The Prince seem mollified. "Good," he remarked. "Sit down, M. de la Vireville, and before we go into details over that affair I will tell you an important piece of news. . . . You have nothing serious the matter with your head, I trust?"

"Nothing," the émigré assured him, as, half expecting that he was going to be told about the Carhoët command, he took a seat opposite Captain d'Auvergne at the big table, strewn with maps and papers.

"His Majesty's Government," went on the Prince, bringing out the words as if their utterance gave him pleasure, "have decided to support a Royalist expedition this summer to the coast of France, to land perhaps in Southern Brittany, perhaps in Vendée. You could co-operate with your Chouans, I suppose?"

"A little while ago, mon Prince," replied La Vireville, "I should have said No. But, having already heard of the likelihood of such a step, I took the opportunity of sounding my men on the point yesterday—by which your Highness sees that my delay has not been without fruit. And I am now convinced that I could, with some difficulty, get them to follow me to Finistère or Morbihan, but south of the Loire, no. They would never leave Brittany."

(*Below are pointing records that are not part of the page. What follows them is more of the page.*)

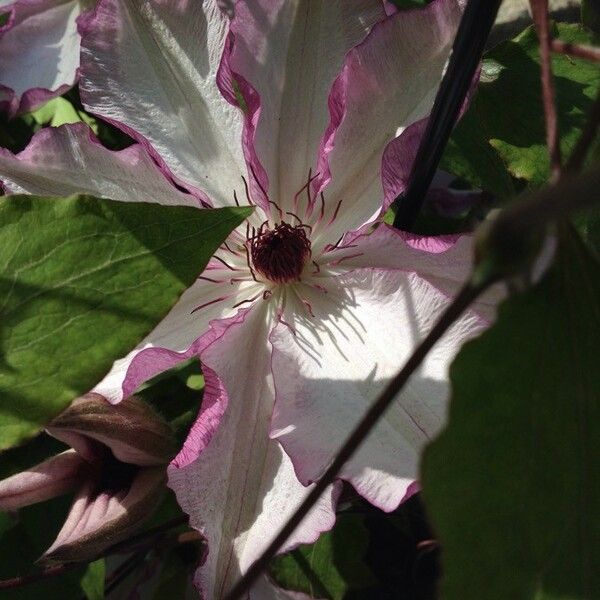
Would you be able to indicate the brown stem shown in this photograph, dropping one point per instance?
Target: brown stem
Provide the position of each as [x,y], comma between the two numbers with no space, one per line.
[577,50]
[539,9]
[145,538]
[148,534]
[47,573]
[588,135]
[464,298]
[520,218]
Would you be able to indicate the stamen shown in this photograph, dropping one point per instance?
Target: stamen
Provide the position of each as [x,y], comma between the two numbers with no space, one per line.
[280,253]
[211,280]
[209,303]
[229,249]
[337,262]
[247,300]
[277,207]
[337,208]
[248,262]
[222,261]
[318,287]
[247,190]
[262,189]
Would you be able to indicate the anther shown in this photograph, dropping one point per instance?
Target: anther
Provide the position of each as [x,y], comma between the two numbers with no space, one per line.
[280,253]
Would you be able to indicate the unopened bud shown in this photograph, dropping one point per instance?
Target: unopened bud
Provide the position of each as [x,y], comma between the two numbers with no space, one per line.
[132,430]
[98,519]
[54,477]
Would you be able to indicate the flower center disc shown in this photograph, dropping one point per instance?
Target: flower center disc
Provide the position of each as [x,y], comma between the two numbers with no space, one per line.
[280,253]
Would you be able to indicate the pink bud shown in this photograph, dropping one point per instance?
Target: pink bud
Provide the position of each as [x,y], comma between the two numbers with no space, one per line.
[132,430]
[55,476]
[100,519]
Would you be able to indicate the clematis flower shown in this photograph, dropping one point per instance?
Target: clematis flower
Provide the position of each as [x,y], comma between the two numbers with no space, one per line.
[310,112]
[116,465]
[39,51]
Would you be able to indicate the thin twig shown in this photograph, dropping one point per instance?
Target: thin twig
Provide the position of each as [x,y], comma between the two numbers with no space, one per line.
[577,50]
[588,135]
[147,537]
[541,19]
[144,536]
[464,298]
[122,572]
[522,217]
[47,573]
[473,31]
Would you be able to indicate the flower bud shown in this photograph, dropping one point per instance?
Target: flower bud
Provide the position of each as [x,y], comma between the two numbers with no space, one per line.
[101,518]
[134,433]
[54,477]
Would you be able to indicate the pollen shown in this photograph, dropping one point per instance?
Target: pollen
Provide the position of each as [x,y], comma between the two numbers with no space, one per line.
[279,254]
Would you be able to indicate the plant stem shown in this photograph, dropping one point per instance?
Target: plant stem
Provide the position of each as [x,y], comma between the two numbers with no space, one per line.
[588,135]
[473,31]
[577,50]
[464,298]
[47,573]
[541,19]
[144,538]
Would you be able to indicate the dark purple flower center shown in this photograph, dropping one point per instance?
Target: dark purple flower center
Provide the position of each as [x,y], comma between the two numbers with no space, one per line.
[280,253]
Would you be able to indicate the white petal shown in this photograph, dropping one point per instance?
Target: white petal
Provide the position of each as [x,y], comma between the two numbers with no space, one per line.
[328,374]
[290,52]
[242,488]
[180,335]
[444,261]
[152,66]
[388,83]
[40,52]
[70,160]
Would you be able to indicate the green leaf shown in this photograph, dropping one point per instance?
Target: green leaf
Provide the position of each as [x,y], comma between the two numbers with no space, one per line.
[332,566]
[590,15]
[83,280]
[501,138]
[92,582]
[59,111]
[512,485]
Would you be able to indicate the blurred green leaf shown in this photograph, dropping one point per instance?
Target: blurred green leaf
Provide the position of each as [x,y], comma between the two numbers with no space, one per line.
[590,15]
[511,485]
[330,568]
[92,582]
[20,546]
[59,111]
[499,145]
[94,279]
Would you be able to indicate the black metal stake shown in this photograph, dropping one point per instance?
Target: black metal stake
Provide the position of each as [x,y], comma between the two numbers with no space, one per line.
[473,32]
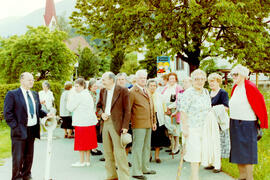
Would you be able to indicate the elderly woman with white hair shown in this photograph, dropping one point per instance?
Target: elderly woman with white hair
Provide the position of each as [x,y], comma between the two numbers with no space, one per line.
[195,106]
[220,98]
[247,105]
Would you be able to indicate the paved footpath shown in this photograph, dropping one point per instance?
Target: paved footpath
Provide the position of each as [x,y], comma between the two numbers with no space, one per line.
[63,156]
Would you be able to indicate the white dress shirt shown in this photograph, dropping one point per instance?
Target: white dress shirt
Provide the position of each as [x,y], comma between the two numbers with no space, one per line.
[240,108]
[31,121]
[109,101]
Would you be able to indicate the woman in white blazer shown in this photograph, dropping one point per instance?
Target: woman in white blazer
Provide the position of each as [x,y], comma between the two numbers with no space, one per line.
[159,138]
[84,119]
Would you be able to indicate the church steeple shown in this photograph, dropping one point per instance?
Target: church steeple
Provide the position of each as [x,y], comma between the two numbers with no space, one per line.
[50,14]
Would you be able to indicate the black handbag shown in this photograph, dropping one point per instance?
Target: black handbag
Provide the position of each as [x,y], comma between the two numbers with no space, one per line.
[259,131]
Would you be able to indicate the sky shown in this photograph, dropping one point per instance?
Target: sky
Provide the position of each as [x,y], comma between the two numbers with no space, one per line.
[18,8]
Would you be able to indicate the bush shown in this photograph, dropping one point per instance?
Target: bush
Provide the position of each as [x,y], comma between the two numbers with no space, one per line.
[56,88]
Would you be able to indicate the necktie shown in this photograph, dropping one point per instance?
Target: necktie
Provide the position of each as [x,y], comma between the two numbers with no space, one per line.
[30,103]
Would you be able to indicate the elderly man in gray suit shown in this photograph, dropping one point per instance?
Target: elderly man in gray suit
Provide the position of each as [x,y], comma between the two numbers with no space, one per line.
[113,106]
[143,120]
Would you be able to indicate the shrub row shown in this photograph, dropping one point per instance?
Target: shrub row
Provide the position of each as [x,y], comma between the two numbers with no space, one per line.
[56,88]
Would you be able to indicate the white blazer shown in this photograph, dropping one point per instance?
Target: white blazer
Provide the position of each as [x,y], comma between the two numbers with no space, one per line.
[82,106]
[159,101]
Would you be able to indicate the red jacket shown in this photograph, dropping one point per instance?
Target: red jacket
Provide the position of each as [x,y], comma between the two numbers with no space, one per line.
[256,101]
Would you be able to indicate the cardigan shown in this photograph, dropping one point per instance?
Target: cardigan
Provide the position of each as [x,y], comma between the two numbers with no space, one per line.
[256,101]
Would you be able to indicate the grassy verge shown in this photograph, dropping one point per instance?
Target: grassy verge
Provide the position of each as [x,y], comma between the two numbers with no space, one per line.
[5,142]
[261,170]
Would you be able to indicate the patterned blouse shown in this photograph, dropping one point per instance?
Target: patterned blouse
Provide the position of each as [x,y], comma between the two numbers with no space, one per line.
[196,106]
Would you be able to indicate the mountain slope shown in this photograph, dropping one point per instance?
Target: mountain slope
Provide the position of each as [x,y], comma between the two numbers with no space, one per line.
[18,25]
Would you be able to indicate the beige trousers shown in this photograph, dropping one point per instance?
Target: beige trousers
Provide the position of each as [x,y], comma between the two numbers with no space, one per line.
[141,147]
[114,153]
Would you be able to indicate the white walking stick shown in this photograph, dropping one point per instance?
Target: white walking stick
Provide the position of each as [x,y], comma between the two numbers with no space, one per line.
[183,152]
[50,124]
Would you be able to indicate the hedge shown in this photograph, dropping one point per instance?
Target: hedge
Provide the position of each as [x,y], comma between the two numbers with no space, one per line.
[56,88]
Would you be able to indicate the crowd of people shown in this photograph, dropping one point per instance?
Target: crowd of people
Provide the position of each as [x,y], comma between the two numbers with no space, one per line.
[182,116]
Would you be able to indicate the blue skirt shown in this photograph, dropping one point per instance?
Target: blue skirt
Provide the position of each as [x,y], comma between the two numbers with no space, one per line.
[243,135]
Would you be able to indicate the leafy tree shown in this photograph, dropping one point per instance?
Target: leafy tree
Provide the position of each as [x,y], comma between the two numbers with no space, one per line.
[39,51]
[88,64]
[130,65]
[105,65]
[150,63]
[191,29]
[209,66]
[117,61]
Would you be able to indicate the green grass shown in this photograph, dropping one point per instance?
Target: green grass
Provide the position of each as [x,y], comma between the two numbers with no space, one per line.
[5,142]
[261,170]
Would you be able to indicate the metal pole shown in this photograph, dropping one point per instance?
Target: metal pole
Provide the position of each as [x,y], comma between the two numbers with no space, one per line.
[49,155]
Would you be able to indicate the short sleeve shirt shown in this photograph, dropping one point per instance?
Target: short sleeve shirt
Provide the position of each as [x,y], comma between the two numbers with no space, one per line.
[196,105]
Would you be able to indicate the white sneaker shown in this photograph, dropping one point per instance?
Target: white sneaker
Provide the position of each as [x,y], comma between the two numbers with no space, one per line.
[87,164]
[78,164]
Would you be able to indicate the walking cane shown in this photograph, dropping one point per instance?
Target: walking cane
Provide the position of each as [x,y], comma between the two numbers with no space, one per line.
[171,137]
[183,152]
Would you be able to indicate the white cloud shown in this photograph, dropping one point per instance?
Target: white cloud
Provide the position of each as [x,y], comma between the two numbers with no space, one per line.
[17,8]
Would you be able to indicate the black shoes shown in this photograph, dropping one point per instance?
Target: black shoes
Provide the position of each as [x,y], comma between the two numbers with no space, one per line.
[96,152]
[140,177]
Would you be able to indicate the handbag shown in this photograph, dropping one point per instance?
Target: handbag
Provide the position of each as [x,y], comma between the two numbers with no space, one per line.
[259,131]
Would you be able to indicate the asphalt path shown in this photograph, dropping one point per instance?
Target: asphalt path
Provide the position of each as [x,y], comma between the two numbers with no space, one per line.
[63,156]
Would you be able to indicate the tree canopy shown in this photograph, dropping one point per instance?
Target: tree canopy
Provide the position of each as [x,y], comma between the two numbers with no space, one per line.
[39,51]
[88,64]
[193,30]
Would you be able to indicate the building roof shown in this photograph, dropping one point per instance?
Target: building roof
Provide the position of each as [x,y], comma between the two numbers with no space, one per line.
[76,43]
[49,12]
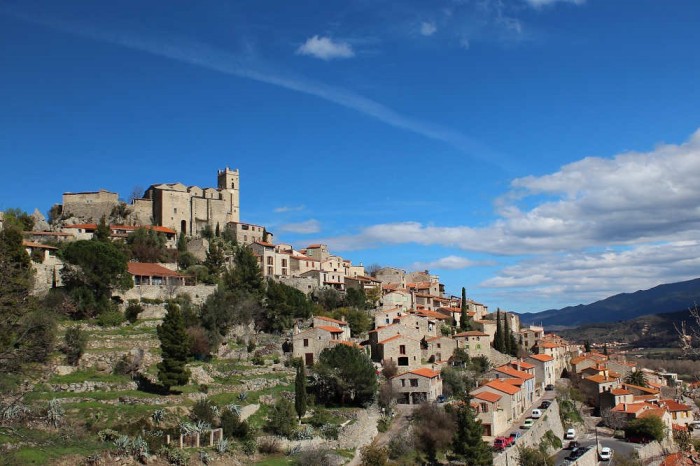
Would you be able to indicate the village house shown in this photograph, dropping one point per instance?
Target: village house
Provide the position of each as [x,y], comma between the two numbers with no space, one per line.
[417,386]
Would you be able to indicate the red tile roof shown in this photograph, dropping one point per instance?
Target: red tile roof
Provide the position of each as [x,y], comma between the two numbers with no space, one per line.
[488,396]
[146,269]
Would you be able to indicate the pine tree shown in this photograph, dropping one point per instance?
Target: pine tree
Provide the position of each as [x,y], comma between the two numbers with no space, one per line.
[498,340]
[174,349]
[467,440]
[464,317]
[300,391]
[182,242]
[102,232]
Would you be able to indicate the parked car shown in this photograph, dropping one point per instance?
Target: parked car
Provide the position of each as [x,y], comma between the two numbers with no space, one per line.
[514,436]
[575,454]
[605,454]
[501,443]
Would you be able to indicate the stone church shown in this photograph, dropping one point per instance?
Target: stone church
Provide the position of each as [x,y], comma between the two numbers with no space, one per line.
[172,205]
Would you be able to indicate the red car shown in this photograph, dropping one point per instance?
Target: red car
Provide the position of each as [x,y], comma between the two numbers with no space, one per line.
[501,443]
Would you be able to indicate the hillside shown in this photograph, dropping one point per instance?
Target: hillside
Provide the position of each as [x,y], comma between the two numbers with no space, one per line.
[650,331]
[672,297]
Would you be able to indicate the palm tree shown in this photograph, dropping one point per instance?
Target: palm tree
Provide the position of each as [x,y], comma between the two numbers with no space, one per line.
[636,378]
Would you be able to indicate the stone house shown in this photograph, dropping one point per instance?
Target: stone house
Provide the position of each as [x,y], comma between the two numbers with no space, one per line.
[397,298]
[404,351]
[341,324]
[511,401]
[308,344]
[489,411]
[474,342]
[545,373]
[438,349]
[386,317]
[417,386]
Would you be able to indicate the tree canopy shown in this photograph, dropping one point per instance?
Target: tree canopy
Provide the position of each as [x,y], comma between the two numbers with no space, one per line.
[346,375]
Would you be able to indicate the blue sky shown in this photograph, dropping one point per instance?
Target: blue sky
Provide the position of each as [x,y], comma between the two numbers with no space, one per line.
[540,153]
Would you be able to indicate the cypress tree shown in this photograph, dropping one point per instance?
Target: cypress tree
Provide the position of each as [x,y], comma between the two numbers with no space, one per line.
[174,349]
[300,391]
[463,317]
[467,440]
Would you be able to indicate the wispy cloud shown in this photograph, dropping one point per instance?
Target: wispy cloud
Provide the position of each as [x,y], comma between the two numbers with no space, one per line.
[445,263]
[325,48]
[543,3]
[306,228]
[284,209]
[215,59]
[428,28]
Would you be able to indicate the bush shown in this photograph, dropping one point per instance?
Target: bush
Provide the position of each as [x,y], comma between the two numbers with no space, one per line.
[110,318]
[233,426]
[74,343]
[203,411]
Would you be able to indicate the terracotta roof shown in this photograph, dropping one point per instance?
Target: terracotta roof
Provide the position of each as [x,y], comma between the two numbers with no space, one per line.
[514,373]
[147,269]
[600,379]
[488,396]
[32,244]
[328,319]
[658,412]
[673,405]
[620,391]
[425,372]
[541,357]
[503,387]
[395,337]
[471,333]
[328,328]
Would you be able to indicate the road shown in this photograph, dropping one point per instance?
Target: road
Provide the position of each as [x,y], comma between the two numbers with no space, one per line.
[619,447]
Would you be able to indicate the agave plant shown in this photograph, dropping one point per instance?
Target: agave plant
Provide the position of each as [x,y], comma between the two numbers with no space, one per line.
[55,412]
[222,446]
[158,416]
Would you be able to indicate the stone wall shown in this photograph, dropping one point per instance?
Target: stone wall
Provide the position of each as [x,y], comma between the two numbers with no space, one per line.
[198,293]
[531,437]
[89,207]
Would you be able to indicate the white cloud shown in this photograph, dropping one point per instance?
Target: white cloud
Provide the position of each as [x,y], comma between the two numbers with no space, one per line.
[428,28]
[632,198]
[445,263]
[283,209]
[307,227]
[325,48]
[543,3]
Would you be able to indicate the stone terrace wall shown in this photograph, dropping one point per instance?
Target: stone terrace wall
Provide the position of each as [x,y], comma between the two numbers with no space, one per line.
[198,293]
[531,437]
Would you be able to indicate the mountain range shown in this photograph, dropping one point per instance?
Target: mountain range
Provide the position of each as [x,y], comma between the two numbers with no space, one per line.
[667,298]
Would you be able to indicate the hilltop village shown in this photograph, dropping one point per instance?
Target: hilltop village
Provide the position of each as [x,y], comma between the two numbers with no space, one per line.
[191,255]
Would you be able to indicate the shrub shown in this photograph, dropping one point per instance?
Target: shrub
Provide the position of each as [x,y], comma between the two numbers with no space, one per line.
[269,446]
[132,311]
[110,318]
[74,343]
[233,426]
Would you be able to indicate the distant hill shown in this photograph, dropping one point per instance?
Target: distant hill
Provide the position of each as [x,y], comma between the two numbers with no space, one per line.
[672,297]
[650,331]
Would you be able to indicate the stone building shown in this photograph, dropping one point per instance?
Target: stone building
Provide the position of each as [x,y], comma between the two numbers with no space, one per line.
[190,209]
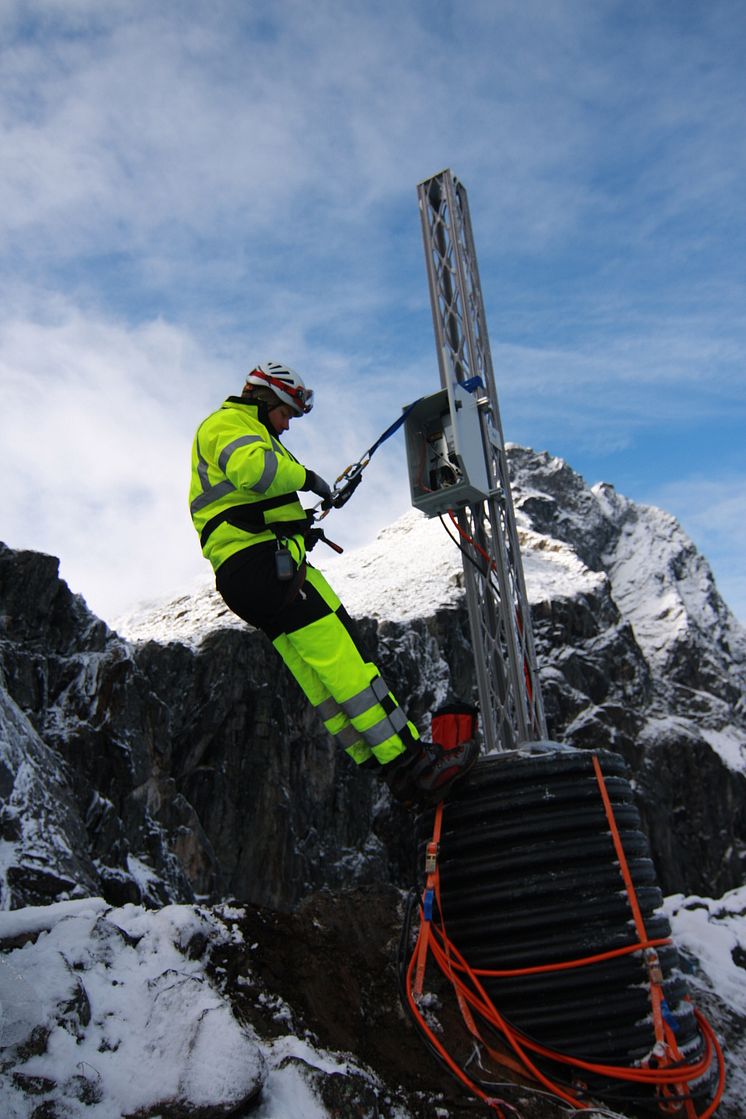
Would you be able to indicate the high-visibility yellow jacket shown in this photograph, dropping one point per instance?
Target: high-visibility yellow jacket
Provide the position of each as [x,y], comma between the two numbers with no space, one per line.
[243,480]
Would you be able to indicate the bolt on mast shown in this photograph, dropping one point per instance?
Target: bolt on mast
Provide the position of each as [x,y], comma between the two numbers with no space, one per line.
[509,693]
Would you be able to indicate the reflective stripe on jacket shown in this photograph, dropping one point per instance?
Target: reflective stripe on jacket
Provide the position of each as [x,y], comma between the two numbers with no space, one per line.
[237,463]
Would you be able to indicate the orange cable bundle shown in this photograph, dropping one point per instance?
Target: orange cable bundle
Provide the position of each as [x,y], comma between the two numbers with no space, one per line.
[664,1071]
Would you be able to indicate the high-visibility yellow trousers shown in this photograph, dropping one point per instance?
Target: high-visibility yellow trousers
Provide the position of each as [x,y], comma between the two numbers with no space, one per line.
[349,694]
[314,637]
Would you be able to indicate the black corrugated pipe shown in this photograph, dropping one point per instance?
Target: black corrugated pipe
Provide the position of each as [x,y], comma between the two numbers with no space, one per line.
[529,875]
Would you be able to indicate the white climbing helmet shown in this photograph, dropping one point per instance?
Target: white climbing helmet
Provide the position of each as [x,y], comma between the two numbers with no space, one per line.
[285,384]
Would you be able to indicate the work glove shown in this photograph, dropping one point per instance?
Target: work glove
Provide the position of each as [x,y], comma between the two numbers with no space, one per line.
[317,485]
[312,538]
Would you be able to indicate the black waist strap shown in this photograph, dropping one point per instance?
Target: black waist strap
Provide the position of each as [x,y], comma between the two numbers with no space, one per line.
[251,518]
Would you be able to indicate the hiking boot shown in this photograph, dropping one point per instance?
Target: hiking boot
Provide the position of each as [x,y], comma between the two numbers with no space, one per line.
[425,773]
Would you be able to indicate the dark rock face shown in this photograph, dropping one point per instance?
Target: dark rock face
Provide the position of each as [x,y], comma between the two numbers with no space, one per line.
[168,772]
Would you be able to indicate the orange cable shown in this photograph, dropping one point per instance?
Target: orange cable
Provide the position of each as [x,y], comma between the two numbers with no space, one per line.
[674,1074]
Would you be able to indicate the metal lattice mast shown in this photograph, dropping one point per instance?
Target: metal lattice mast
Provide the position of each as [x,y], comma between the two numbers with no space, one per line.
[509,692]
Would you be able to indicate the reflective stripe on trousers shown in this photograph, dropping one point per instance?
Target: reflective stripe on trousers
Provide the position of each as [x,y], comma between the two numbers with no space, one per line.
[349,694]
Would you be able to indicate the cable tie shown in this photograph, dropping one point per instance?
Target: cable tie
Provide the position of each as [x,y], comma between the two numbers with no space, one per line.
[431,857]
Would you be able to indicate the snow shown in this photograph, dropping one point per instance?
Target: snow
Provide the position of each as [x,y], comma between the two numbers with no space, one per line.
[158,1027]
[711,932]
[411,570]
[132,1019]
[159,1030]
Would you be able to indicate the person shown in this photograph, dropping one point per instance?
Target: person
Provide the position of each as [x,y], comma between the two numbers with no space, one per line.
[245,506]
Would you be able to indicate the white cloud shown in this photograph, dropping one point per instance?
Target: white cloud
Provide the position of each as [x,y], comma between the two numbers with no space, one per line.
[96,423]
[247,174]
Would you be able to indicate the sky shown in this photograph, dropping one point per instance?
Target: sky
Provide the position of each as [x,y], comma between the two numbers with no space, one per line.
[189,189]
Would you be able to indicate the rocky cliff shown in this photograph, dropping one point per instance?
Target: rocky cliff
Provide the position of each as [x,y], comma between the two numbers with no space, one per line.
[180,762]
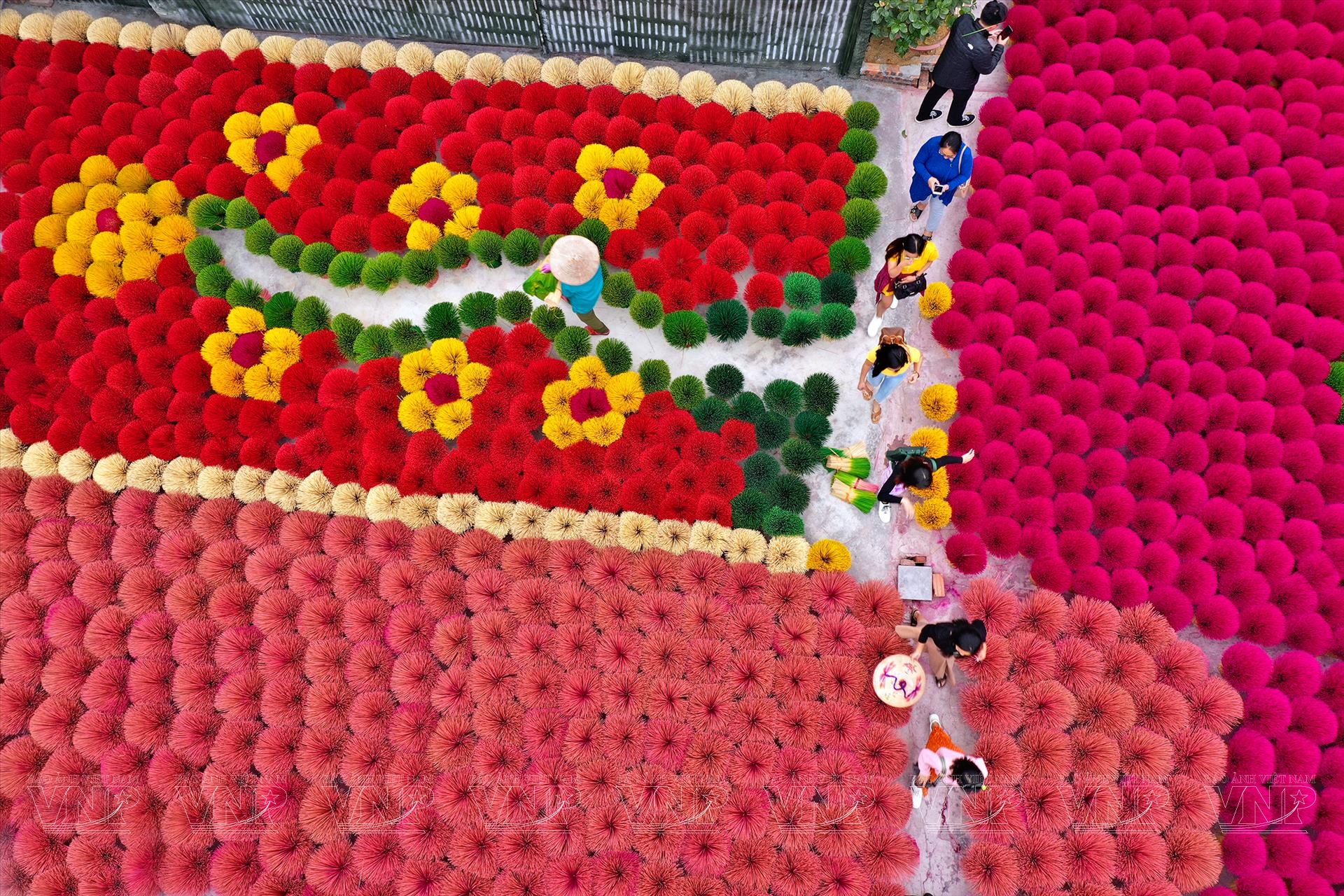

Leaning back in his carved chair, with the crown on the top, the Prince de Bouillon digested this information. La Vireville thought that his face had a little fallen on learning that the proposed expedition was no secret to his visitor. Although he liked him in spite of them, the Chouan was well aware of Captain d'Auvergne's weaknesses, and he let his gaze stray up to the framed pedigree on the wall behind the Prince's head that showed where, in the mists of the thirteenth century, that branch had burgeoned on the ancient stem of La Tour d'Auvergne which was to blossom, during the eighteenth, in the present scion. From that it wandered out of the window, whence he could see the blue expanse of Gorey Bay. He wondered whether the Pomone had weighed yet. . . . Confound this beating in his head!

His Serene Highness suddenly bent forward and laid a hand on his arm. "La Vireville, I am afraid you are unwell! It is your head, then; what have you done to it?"

"I beg your pardon," exclaimed the émigré, removing the hand with which he had unconsciously covered his eyes. "The fact is that I have a damnable headache—a relic of the wild-goose chase, nothing more. It will be gone to-morrow, Monseigneur."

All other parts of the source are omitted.